The EU has recently amended the rules restricting use of cookies in a move set to put the lid on the cookie jar for businesses benefitting from the information they gather using them.
More than ever, businesses rely on the content of their websites to sell and promote a wealth of goods and services. Tracking a customer's use of a website through collecting "cookies" is seen as one method of delivering a unique, customised website interface for a returning user of a website to create a familiar and tailored website experience.
Cookies are small files of letters and numbers downloaded on to a user's device when they access a website. This allows the website to recognise the user's device.
The Privacy and Electronic Communications Regulations, implemented in the UK last month, state that cookies can only be placed on a user's machine if the user has given their consent on each website. Previously, websites only required to inform users how the website uses cookies and how they could "opt out" of using them. Simply providing a privacy policy often did this.
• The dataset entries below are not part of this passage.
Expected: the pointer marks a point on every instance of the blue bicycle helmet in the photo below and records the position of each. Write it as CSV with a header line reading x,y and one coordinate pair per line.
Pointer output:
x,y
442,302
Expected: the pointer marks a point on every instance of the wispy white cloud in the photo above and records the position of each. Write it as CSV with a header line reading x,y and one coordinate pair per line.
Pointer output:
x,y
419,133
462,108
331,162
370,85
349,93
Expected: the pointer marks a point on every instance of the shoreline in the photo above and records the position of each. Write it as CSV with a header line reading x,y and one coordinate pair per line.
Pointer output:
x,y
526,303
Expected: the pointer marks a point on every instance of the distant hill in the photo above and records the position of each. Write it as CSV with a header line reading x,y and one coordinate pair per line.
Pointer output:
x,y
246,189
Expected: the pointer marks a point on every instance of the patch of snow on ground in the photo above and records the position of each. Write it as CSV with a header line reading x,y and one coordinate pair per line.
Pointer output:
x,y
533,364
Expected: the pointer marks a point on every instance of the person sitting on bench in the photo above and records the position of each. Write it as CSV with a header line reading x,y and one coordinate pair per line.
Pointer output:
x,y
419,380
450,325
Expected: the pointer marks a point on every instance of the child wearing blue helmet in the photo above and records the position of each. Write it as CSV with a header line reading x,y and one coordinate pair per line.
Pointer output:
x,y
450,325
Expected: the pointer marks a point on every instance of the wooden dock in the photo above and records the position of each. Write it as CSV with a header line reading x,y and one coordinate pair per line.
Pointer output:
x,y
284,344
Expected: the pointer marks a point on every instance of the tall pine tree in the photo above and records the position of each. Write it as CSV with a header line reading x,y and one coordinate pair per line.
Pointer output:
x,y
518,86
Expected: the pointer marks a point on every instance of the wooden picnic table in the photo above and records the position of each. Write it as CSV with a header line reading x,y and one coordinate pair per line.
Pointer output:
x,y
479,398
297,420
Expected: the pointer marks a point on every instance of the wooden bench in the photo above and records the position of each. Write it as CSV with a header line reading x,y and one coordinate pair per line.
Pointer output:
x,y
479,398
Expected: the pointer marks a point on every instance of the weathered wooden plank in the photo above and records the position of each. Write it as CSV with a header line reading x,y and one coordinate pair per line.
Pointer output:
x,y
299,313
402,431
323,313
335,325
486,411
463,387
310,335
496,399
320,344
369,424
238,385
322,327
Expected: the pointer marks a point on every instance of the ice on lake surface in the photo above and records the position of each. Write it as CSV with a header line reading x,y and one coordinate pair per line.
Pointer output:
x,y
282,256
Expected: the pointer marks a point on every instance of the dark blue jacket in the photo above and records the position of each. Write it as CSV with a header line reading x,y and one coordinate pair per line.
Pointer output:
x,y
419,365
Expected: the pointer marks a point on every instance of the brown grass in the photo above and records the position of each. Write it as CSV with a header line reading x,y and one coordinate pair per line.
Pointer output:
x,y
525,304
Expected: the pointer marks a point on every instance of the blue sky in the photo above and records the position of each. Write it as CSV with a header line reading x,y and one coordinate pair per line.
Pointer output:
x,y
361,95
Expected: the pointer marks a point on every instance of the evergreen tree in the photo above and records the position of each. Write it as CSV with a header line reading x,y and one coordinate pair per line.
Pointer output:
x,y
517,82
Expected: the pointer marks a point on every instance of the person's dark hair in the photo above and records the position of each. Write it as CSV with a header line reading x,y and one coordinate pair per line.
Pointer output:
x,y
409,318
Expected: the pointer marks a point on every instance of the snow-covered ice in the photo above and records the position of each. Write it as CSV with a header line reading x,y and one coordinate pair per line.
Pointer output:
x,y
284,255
This change may seem minor, however it will require website owners to review their current arrangements in relation to cookies to ensure that websites are transparent about their use of them and that users will be given the opportunity to opt out from cookies being collected.
In practical terms, what does this mean? Albeit the legislation has already come into force, the UK Government has stated that there should be a phased approach to the implementation of this amendment. The Information Commissioner's Office (ICO) anticipates that if a complaint was received about a website they would expect an organisation to revert to the ICO with a plan setting out how to achieve compliance. However the ICO stresses that the rules cannot be ignored.
The first step which should be taken by a business is to assess its website. This may involve consultation with web developers to confirm whether the website uses cookies and if it does, how they are used.
Once this assessment has been undertaken and cookie usage is understood, a review of policies and effective methods of ensuring users of the websites can opt out of use of cookies needs to be considered. It is important to stress that if cookies are particularly intrusive with regard to user privacy then action will need to be taken quickly.
Some options which website owners might want to consider to obtain consent from users to collection of cookies are:
Use of pop-ups for users who first access the website
Use of terms and conditions where users have to register or sign up to
Or receive consent when a user is electing to use certain settings of the website which use cookies.
It should also be stressed that if a website has third party cookies, for example from advertisers, then it is the website owners responsibility to ensure that advertisers comply with the new Regulation.
Of course, the difficulty will be ensuring that a website user's experience is not diminished which may deter users from return visits. Importantly, users can view a proactive approach positively if an honest and upfront message is given to users that helps them understand what is done and why it is done.
It seems that the lid on the cookie jar has been put back on by the EU but those who wish to indulge can be free to do so if they opt in.